The Mustelidae are the most ecologically and taxonomically diverse family within the mammalian order Carnivora and includes the badgers, ferrets, weasels and otters. Even closely related mustelids often inhabit different ecosystems where they face very different challenges. Consequently, they evolved a large variety of species-specific behavioural, morphological and physiological adaptations related to diet and reproduction. As recent developments in sequencing technologies and analytical methods permit the construction of draft genomes for many wild species, mustelids provide wildlife geneticists with the opportunity to unravel the roots of this diversity by identifying regions in the genome associated with ecologically relevant traits.

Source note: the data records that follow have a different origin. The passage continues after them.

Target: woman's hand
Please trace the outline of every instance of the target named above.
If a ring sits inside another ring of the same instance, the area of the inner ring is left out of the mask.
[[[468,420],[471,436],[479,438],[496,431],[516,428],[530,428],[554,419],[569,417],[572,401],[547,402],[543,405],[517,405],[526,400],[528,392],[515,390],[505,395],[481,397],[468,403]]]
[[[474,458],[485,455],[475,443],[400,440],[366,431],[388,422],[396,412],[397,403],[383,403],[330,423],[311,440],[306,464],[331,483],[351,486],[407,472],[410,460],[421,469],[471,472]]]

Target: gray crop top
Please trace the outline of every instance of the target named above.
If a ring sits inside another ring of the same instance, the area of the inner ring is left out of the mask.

“We focused on the subfamily Guloninae, within which several species occupy a variety of ecological niches, ranging from the omnivorous tayra (Eira barbara) in the neotropics to the carnivorous wolverine (Gulo gulo) in the resource-scarce subarctic,” says Lorena Derežanin, a PhD student at the Department of Evolutionary Genetics of the Leibniz-IZW and first author of the paper. “This is the first study comparing the genomes of ecologically disparate species within this diverse subfamily and sheds light on how these species evolved,” says Klaus-Peter Koepfli, a Senior Research Scientist at George Mason University in the US and a co-author on the study.

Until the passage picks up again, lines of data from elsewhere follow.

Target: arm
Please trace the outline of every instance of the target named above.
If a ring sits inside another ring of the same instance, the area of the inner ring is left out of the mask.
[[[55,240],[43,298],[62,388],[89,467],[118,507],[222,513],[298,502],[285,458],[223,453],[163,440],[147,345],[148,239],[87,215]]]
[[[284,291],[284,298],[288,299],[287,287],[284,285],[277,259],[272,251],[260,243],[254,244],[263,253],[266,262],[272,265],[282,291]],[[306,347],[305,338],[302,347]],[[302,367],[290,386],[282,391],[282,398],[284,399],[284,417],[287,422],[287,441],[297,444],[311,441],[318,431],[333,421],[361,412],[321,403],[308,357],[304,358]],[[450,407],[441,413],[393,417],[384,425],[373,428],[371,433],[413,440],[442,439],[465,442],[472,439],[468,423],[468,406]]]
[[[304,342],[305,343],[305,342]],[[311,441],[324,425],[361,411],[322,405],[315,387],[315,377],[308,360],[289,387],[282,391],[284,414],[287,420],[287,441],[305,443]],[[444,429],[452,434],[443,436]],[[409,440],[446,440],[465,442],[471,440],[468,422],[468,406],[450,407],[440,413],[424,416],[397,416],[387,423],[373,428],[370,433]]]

The research team produced the first reference genome of the tayra and compared it to the available genomes for the wolverine and the sable (Martes zibellina), two other members of the Guloninae that are ecologically quite different. They found that not only do the “single nucleotide variants,” essentially single “letter” changes in the genetic code, contribute to species differences in genes associated with ecologically relevant traits, but that large scale changes known as structural variants were also important, affecting parts of specific genes or multiple genes. “Our results are important, as they demonstrate that many types of processes responsible for genomic variation need to be considered, including those that can rapidly change the number and function of genes in a genome,” says Derežanin. “If we use the metaphor of a book to represent the DNA sequences in a genome, then the kind of changes we are talking about are akin to deleting, moving, or duplicating large chunks of text, on a scale of paragraphs, pages or even whole chapters,” adds Daniel Förster, a scientist at the Leibniz-IZW and senior author of the paper.

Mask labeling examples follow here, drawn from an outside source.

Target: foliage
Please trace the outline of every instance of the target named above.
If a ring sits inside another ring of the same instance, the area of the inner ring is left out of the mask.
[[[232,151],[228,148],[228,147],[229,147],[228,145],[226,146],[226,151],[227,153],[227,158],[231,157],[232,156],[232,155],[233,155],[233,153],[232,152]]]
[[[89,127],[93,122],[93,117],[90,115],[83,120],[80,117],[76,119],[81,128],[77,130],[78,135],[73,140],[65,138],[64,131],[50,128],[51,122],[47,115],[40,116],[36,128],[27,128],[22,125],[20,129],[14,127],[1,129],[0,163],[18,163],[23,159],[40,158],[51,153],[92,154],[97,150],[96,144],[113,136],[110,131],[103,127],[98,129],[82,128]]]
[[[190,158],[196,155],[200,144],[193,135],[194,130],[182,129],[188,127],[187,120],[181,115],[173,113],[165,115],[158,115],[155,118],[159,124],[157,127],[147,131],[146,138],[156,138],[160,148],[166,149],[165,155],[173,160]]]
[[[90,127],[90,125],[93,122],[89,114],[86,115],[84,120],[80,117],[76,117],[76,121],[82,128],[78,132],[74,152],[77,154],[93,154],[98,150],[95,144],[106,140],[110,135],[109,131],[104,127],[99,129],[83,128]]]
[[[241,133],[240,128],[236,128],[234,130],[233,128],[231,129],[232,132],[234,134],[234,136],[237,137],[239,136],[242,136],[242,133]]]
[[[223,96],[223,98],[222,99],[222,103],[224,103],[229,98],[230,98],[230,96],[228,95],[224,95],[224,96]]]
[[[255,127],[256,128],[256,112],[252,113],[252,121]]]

The research team identified modifications in many genes that could be associated with the species’ different ecologies. For example, in the genome of the tayra, the only Guloninae species that breeds throughout the year, they found many modifications of pregnancy-related genes. In the wolverine, a circumpolar carnivore that must cope with seasonal food scarcity, many modified genes were associated with diet and body condition. “In a sense, starving for longer periods is part of the wolverine lifestyle, and we identified candidate genes that allow them to cope with this,” says Jörns Fickel, head of the Leibniz-IZW Department of Evolutionary Genetics. “Generating further genomes for species from this diverse mammalian family will be a strong foundation to help us understand how genomes evolve in response to different environmental challenges.”
Materials provided by Leibniz Institute for Zoo and Wildlife Research (IZW). Note: Content may be edited for style and length.